Programming Activities

Programming Activities#

This document outlines the programming activities for the course, focusing on hands-on projects to apply the concepts learned. The document is organized into two main sections: an introduction to LLM capabilities and LangChain, followed by a practical exercise on deploying a chatbot with Streamlit.

1. LLM Foundations-understanding the ML Process#

2.Introducing LLM Capabilities and LangChain#

In this section, we explore the foundational capabilities of Large Language Models (LLMs) and how they can be applied in real-world scenarios. By leveraging LLMs, you can build applications such as chatbots, document analyzers, and automated support systems.

2.1 Understanding LLM Capabilities#

LLMs are capable of generating human-like text, answering questions, summarizing content, and even performing tasks like sentiment analysis and named entity recognition. These models can process and interpret vast amounts of textual data, making them ideal for a variety of applications across domains.

2.2 Introducing LangChain#

LangChain is a powerful framework that simplifies the process of integrating LLMs into applications. It provides modular components and utility functions to create chains (pipelines) that combine different tasks, such as prompting, data processing, and memory management, all within a cohesive system. LangChain makes it easier to build applications that require complex interactions with language models, including:

Prompt Engineering: Designing effective prompts to achieve desired responses from the LLM.
Data Handling: Loading, processing, and storing large document corpora.
Chain Management: Creating workflows that link multiple steps, such as data loading, prompt generation, and response handling.

2.3 Building Applications with LangChain#

LangChain supports various use cases, including:

QA Chatbots: Answering user questions based on specific datasets.
Document Analysis: Extracting information, summarizing content, or classifying documents.
Automated Support Systems: Handling customer service or FAQ queries.

In this course, we will apply these capabilities to build a QA chatbot using LangChain, deploy it on Streamlit, and explore its functionality through real-world examples.

3 Deploying a Chatbot on Streamlit#

In this activity, you will use the knowledge gained from the LangChain Tutorial to explore a chatbot deployed on Streamlit. You will deploy this app on your computer and interact with it.

3.1 About Streamlit#

As discussed in the lectures, Streamlit is a platform that enables data scientists to deploy dynamic, data-based apps. It’s ideal for prototyping demonstration apps and sharing them with stakeholders before full-scale production deployment.
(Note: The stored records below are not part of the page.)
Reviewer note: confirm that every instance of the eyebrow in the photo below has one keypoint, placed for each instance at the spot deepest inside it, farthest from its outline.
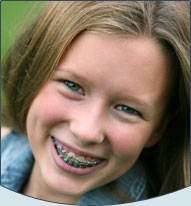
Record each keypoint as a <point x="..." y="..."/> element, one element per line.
<point x="144" y="106"/>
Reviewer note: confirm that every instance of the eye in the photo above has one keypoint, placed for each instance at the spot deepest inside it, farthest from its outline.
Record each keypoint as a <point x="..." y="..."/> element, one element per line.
<point x="128" y="110"/>
<point x="73" y="86"/>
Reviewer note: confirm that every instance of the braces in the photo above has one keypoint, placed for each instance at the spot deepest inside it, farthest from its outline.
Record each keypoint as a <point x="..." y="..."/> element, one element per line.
<point x="71" y="159"/>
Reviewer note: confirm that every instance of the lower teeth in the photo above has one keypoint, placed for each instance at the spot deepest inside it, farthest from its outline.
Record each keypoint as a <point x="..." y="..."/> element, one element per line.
<point x="71" y="160"/>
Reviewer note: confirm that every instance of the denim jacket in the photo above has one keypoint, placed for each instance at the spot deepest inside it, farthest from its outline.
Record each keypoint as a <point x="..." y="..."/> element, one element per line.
<point x="17" y="161"/>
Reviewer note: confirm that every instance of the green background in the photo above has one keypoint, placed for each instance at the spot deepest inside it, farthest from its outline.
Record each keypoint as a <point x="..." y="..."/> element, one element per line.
<point x="13" y="14"/>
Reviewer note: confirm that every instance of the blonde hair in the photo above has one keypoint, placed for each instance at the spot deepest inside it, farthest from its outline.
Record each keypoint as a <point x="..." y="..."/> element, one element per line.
<point x="33" y="58"/>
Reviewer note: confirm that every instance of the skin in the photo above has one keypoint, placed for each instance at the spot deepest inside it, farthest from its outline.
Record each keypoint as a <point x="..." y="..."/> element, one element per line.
<point x="111" y="72"/>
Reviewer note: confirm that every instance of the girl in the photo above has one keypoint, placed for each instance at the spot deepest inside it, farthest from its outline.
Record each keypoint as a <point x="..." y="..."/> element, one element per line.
<point x="97" y="97"/>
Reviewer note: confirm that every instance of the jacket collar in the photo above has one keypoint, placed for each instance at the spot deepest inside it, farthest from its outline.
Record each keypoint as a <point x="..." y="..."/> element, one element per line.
<point x="17" y="161"/>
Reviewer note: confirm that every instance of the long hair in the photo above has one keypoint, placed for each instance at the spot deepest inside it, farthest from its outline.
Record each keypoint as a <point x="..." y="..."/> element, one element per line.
<point x="33" y="58"/>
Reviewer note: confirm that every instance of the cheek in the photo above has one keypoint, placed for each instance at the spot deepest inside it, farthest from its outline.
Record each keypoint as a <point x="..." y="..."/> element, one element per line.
<point x="129" y="141"/>
<point x="48" y="108"/>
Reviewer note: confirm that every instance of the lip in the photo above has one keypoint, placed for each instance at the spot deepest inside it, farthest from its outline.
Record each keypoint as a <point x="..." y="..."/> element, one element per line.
<point x="79" y="152"/>
<point x="71" y="169"/>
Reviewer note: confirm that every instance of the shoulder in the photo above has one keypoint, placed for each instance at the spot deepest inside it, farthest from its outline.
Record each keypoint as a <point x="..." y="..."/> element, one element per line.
<point x="4" y="131"/>
<point x="16" y="159"/>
3.2 Initial Setup and Getting the Chatbot Files#

Get OpenAI and Hugging Face API Credentials
The chatbot uses OpenAI models, so you’ll need to sign up for an OpenAI developer account and obtain an API key. For a step-by-step guide on creating an OpenAI API key, search for instructions on ChatGPT. Similarly, create a Hugging Face account and obtain an API token.
Try the Chatbot on Streamlit Community Cloud
Before downloading anything, you can try the chatbot on the Streamlit Community Cloud with just the OpenAI and Hugging Face keys.
Download or Clone the Project Repository
To get the project files on your computer, either clone the GitHub repository (if familiar with Git) or download the repository as a zipped file.
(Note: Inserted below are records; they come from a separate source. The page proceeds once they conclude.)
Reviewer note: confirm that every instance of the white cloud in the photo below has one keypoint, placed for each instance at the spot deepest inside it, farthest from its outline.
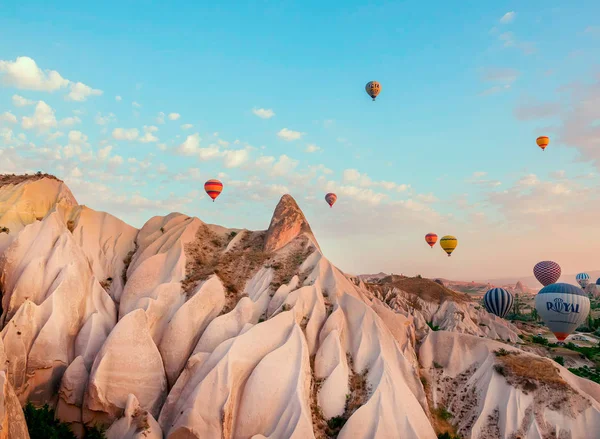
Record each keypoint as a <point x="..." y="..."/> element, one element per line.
<point x="148" y="136"/>
<point x="190" y="146"/>
<point x="528" y="180"/>
<point x="6" y="135"/>
<point x="235" y="158"/>
<point x="351" y="175"/>
<point x="53" y="136"/>
<point x="77" y="138"/>
<point x="8" y="117"/>
<point x="129" y="134"/>
<point x="502" y="75"/>
<point x="289" y="135"/>
<point x="20" y="101"/>
<point x="116" y="160"/>
<point x="104" y="120"/>
<point x="24" y="74"/>
<point x="284" y="165"/>
<point x="42" y="120"/>
<point x="427" y="198"/>
<point x="508" y="17"/>
<point x="264" y="113"/>
<point x="70" y="121"/>
<point x="104" y="153"/>
<point x="209" y="153"/>
<point x="80" y="92"/>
3.3 Deploying the Streamlit App Locally#

Unzip and Navigate to the Project Folder
Once unzipped, open the project folder and follow the instructions on the GitHub page to deploy the chatbot.
Follow steps on GitHub project repository. Streamlit app repo
Install Required Packages
The requirements.txt file contains a list of all required packages. If you encounter a missing package error, try installing the package again (ensuring your virtual environment is activated).
Run the App Locally
Run the app with the following command:
```
streamlit run streamlit_app.py
```
Test and Check. When deployed locally, you can browse the files being used in the app.
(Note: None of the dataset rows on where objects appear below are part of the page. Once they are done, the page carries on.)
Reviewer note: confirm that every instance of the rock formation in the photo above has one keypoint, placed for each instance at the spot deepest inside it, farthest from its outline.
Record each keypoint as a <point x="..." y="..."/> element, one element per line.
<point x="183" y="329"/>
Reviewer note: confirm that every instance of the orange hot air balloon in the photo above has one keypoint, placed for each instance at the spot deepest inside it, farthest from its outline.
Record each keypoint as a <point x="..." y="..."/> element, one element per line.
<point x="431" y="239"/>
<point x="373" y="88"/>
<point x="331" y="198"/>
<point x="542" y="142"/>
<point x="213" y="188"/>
3.4 Explore Important Scripts in the App#

The essential components for building a chatbot with LangChain are organized into distinct, modular Python scripts. Let’s explore some of these elements. You can use VS Code or your preferred text editor for this task.

3.4.1 Loading Files#

In real-life applications, you may need to load hundreds of documents, requiring a versatile function for file loading. This project includes two types of loaders:

remote_loader.py: For loading documents from websites.
local_loader.py: For loading documents from the local data folder.

3.4.2 Document Splitting#

The splitter.py module uses the RecursiveCharacterTextSplitter strategy, with a chunk size of 1000 and an overlap of 0. This method helps in breaking down large documents into manageable sections for processing.

3.4.3 Prompt Chains#

In the full_chain.py, base_chain.py, and rag_chain.py modules, you’ll find configurations for the specific LLM models and prompting strategies used. The project utilizes OpenAI chat models, with customized chains designed to guide interactions effectively.

3.4.4 Memory Management#

Memory management strategies are also implemented to optimize the chatbot’s performance, particularly for long interactions or when processing large datasets.